Ich, fuhr zurück zum Büro und überschlug kurz die Kosten, die mir bisher entstanden waren; ungefähr fünfundsiebzig Dollar für die Zeit bei Tillie und die Zeit, die für die Untersuchung von Elaines Apartment drauf gegangen war, plus der Zeit in der Bücherei und am Telefon und die Ferngesprächsgebühren. Ich kannte Privatdetektive, die ihre gesamten Nachforschungen vom Telefon aus führten, aber ich finde das nicht sehr klug. Solange man sich mit den Leuten nicht von Angesicht zu Angesicht beschäftigt, gibt es zu viele Dinge, die man übersehen kann und zu viele Möglichkeiten, getäuscht zu werden.

Ich rief ein Reisebüro an und buchte einen Flug nach Miami und zurück. Er kostete mich neunundneunzig Dollar einfach, dafür musste ich mitten in der Nacht fliegen und durfte weder essen und trinken noch zum Klo gehen. Außerdem ließ ich mir am anderen Ende einen billigen Mietwagen reservieren.

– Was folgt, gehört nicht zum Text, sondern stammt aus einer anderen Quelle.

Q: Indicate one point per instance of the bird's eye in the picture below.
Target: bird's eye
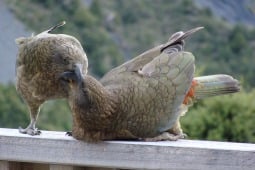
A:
(65, 61)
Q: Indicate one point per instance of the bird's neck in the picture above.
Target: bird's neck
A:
(95, 100)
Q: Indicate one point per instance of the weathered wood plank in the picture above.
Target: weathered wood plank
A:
(4, 165)
(64, 167)
(56, 148)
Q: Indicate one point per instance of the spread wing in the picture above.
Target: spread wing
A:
(174, 44)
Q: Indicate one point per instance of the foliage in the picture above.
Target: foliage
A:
(113, 30)
(227, 118)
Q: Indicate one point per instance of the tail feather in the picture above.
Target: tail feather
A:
(214, 85)
(209, 86)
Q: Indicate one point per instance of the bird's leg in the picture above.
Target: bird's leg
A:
(164, 137)
(69, 133)
(177, 130)
(172, 134)
(31, 129)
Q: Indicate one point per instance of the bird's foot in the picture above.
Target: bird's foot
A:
(69, 133)
(166, 136)
(30, 131)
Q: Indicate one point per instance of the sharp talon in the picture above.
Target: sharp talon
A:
(166, 136)
(30, 131)
(69, 133)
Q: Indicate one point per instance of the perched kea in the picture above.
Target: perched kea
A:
(143, 98)
(40, 60)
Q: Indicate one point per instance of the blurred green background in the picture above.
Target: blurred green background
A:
(114, 31)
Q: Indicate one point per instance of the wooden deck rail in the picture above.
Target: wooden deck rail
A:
(55, 151)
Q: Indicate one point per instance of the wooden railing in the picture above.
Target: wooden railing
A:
(56, 151)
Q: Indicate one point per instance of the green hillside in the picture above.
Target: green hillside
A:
(114, 31)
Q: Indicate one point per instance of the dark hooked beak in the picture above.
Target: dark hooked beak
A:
(73, 76)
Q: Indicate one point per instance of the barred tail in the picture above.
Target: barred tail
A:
(208, 86)
(215, 85)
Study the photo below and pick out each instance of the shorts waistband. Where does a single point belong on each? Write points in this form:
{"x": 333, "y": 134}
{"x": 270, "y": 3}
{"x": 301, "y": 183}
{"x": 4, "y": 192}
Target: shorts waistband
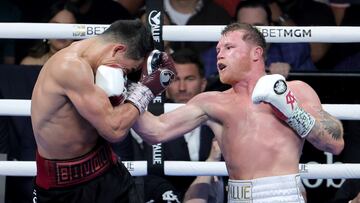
{"x": 275, "y": 188}
{"x": 64, "y": 173}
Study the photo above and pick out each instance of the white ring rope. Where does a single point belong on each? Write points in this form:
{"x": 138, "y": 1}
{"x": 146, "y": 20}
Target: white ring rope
{"x": 336, "y": 34}
{"x": 16, "y": 107}
{"x": 197, "y": 168}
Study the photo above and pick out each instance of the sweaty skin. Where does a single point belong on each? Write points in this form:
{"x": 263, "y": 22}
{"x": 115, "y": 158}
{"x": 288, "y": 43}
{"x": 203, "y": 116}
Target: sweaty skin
{"x": 254, "y": 142}
{"x": 68, "y": 111}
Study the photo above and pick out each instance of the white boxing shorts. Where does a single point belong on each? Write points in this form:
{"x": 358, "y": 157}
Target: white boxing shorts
{"x": 273, "y": 189}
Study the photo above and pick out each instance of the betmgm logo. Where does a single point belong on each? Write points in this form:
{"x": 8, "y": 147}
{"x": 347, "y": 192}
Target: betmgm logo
{"x": 286, "y": 33}
{"x": 314, "y": 183}
{"x": 88, "y": 30}
{"x": 154, "y": 21}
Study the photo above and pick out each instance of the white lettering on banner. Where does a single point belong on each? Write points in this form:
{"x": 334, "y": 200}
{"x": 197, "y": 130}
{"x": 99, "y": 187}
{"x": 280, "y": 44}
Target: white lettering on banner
{"x": 95, "y": 30}
{"x": 154, "y": 22}
{"x": 157, "y": 154}
{"x": 157, "y": 99}
{"x": 318, "y": 182}
{"x": 281, "y": 32}
{"x": 88, "y": 30}
{"x": 129, "y": 165}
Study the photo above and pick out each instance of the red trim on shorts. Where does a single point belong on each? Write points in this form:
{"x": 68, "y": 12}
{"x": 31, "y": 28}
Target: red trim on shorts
{"x": 64, "y": 173}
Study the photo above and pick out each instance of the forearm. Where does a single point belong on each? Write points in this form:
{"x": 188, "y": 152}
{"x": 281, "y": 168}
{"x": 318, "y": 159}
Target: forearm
{"x": 327, "y": 133}
{"x": 199, "y": 190}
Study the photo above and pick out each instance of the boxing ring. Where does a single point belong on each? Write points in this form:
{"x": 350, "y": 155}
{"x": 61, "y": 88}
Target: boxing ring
{"x": 11, "y": 107}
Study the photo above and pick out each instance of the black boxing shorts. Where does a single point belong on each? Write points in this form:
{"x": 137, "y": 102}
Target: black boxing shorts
{"x": 97, "y": 176}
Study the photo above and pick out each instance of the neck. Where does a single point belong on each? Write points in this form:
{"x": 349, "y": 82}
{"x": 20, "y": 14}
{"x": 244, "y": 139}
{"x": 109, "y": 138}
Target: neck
{"x": 183, "y": 6}
{"x": 247, "y": 84}
{"x": 92, "y": 50}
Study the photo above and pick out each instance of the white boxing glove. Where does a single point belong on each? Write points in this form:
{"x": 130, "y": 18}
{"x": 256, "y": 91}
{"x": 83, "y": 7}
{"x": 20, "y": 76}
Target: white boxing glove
{"x": 112, "y": 81}
{"x": 272, "y": 89}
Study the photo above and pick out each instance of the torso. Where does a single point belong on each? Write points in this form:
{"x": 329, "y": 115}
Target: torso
{"x": 253, "y": 141}
{"x": 60, "y": 131}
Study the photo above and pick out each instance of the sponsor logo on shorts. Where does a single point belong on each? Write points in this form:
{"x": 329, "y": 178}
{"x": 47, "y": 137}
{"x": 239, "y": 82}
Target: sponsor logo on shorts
{"x": 240, "y": 192}
{"x": 78, "y": 171}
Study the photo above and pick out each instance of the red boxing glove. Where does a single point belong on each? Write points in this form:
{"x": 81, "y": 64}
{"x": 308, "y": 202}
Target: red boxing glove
{"x": 163, "y": 73}
{"x": 141, "y": 93}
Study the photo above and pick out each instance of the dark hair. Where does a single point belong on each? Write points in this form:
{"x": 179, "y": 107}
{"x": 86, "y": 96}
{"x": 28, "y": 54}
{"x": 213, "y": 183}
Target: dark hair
{"x": 252, "y": 34}
{"x": 41, "y": 47}
{"x": 255, "y": 4}
{"x": 136, "y": 36}
{"x": 187, "y": 55}
{"x": 59, "y": 6}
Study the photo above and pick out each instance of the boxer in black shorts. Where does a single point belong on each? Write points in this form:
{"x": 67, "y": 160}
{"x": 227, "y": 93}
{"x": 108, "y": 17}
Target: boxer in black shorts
{"x": 97, "y": 176}
{"x": 81, "y": 97}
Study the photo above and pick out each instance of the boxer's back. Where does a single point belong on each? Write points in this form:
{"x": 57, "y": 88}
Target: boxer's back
{"x": 254, "y": 142}
{"x": 60, "y": 131}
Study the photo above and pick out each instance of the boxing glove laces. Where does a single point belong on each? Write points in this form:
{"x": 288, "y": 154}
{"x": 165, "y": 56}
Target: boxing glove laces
{"x": 141, "y": 93}
{"x": 273, "y": 89}
{"x": 112, "y": 81}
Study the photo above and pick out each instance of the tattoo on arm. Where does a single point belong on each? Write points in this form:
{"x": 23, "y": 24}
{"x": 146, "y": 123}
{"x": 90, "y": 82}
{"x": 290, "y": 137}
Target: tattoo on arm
{"x": 330, "y": 125}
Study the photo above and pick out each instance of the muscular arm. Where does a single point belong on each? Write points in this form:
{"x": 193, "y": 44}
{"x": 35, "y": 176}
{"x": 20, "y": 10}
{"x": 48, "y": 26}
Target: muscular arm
{"x": 327, "y": 133}
{"x": 77, "y": 82}
{"x": 155, "y": 129}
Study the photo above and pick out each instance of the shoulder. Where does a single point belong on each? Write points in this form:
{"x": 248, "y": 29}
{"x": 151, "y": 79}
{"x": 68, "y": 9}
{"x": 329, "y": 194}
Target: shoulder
{"x": 28, "y": 60}
{"x": 304, "y": 92}
{"x": 68, "y": 69}
{"x": 205, "y": 97}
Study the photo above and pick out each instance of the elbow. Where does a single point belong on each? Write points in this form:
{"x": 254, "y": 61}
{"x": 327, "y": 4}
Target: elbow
{"x": 116, "y": 135}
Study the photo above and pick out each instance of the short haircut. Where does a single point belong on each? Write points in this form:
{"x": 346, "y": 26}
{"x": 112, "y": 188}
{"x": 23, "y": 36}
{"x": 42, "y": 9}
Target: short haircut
{"x": 187, "y": 55}
{"x": 134, "y": 34}
{"x": 255, "y": 4}
{"x": 251, "y": 34}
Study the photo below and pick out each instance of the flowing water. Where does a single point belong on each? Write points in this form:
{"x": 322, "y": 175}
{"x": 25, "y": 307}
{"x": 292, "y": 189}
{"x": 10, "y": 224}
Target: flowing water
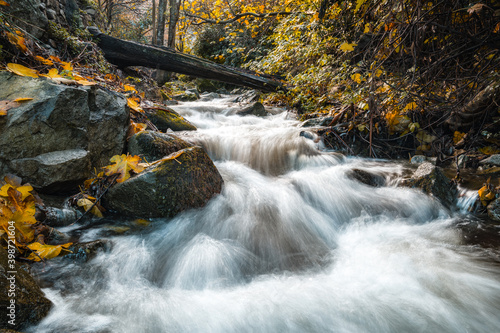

Mein Flugzeug würde erst in etlichen Stunden starten, also fuhr ich nach Hause, absolvierte eine Jogging-Runde von drei Meilen und steckte mir dann Zahnbürste und Zahnpasta in die Tasche und nannte das »Packen«. Später würde ich Elaines Reisebüro ausfindig machen müssen, um in Erfahrung zu bringen, welche Fluggesellschaft sie in Anspruch genommen hatte, und ob sie vielleicht einen Weiterflug nach Mexiko oder in die Karibik gebucht hatte. In der Zwischenzeit hoffte ich, Elaines Freundin in Florida zu erwischen, bevor sie sich aus dem Staub gemacht und mir meine einzige Verbindung zu Elaines Aufenthaltsort genommen hatte.